The reserved price was fixed by the government at Rs 12,906 crore. The Tata Group outbid the only contender – a consortium led by SpiceJet CMD Ajay Singh. With that, Air India completes a full circle: it was founded in 1932 and christened Tata Airlines by family scion and aviation enthusiast Jehangir Ratanji Dadabhoy Tata.
The Tatas will retain ₹15,300 crore of Air India's debt and pay ₹2,700 crore cash to the government; the cash-strapped carrier had a total debt of ₹61,560 crore as of August 31, and the debt not absorbed by Tata Sons will be taken over by the government.
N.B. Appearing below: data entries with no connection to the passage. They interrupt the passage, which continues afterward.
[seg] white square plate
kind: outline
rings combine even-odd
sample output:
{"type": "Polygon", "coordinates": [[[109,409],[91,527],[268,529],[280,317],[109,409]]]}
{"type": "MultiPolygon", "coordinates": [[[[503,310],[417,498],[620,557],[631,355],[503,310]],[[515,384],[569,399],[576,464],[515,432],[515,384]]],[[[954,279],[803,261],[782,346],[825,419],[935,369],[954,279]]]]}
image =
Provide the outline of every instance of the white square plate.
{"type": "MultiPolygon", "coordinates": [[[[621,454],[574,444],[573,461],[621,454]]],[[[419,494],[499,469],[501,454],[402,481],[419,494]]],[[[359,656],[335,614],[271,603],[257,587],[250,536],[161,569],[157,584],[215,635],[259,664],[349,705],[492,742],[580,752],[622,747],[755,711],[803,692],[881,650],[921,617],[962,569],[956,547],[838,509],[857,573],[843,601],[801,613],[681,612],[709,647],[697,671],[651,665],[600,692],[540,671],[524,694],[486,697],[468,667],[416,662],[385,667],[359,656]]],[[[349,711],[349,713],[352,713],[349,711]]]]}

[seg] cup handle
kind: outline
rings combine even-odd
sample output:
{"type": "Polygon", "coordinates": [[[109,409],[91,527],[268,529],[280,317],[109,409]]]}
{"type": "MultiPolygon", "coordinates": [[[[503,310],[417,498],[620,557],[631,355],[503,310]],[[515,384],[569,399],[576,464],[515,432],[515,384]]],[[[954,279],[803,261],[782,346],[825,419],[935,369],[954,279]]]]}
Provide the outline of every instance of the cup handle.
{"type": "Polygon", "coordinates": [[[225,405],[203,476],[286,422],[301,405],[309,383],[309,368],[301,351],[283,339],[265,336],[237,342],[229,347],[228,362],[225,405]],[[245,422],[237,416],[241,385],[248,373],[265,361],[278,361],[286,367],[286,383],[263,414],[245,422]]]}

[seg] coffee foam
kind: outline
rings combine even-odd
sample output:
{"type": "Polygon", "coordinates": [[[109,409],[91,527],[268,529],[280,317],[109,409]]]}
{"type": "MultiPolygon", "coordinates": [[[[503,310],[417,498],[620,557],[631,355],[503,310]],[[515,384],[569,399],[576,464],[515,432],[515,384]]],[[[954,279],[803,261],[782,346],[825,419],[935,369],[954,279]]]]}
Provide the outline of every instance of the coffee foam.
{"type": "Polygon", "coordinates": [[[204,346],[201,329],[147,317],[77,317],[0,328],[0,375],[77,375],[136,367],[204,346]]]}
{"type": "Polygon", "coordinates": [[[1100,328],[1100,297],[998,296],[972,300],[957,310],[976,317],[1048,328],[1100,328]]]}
The deal, however, doesn't include Air India's non-core assets like land and buildings, and Tata Sons will have to retain all the airline's employees for at least a year.
For the record, Air India has a fleet of 117 wide-body and narrow body aircraft; subsidiary Air India Express Ltd. has 24 narrow body aircraft.
In a tweet, group chairman emeritus Ratan Tata posted an old photograph of JRD Tata disembarking from an Air India aircraft, minutes after Tata Sons wrested control of the government flag carrier, nearly 70 years after its nationalisation.
"The Tata Group winning the bid for Air India is great news! While admittedly it will take considerable effort to rebuild Air India, it will hopefully provide a very strong market opportunity to the Tata group's presence in the aviation industry," he tweeted.
Ratan Tata further tweeted: "On an emotional note, Air India, under the leadership of Mr JRD Tata had, at one time, gained the reputation of being one of the most prestigious airlines in the world. Tatas will have the opportunity of regaining the image and reputation it enjoyed in earlier years. Mr JRD Tata would have been overjoyed if he was in our midst today."
"We also need to recognise and thank the government for its recent policy of opening select industries to the private sector. Welcome back, Air India, he said, adding that the Tata Group winning the bid for Air India is great news,’’ he added.
With private carriers taking to the skies in the 1990s, followed by low-cost, no-frills airlines in the mid-2000s, Air India lost its competitive edge in both domestic and international markets. The Gulf carriers further dented its market share by offering easy connectivity to Europe.
Air India is the third airline in the Tata stable; the group already holds a majority interest in AirAsia India and Vistara, a joint venture with Singapore Airlines Ltd. Air India -- which hasn't turned a penny in profit since its 2007 merger with Indian Airlines -- holds prized landing and parking slots at London's Heathrow airport, which may help Vistara lure business travellers with direct flights to Europe.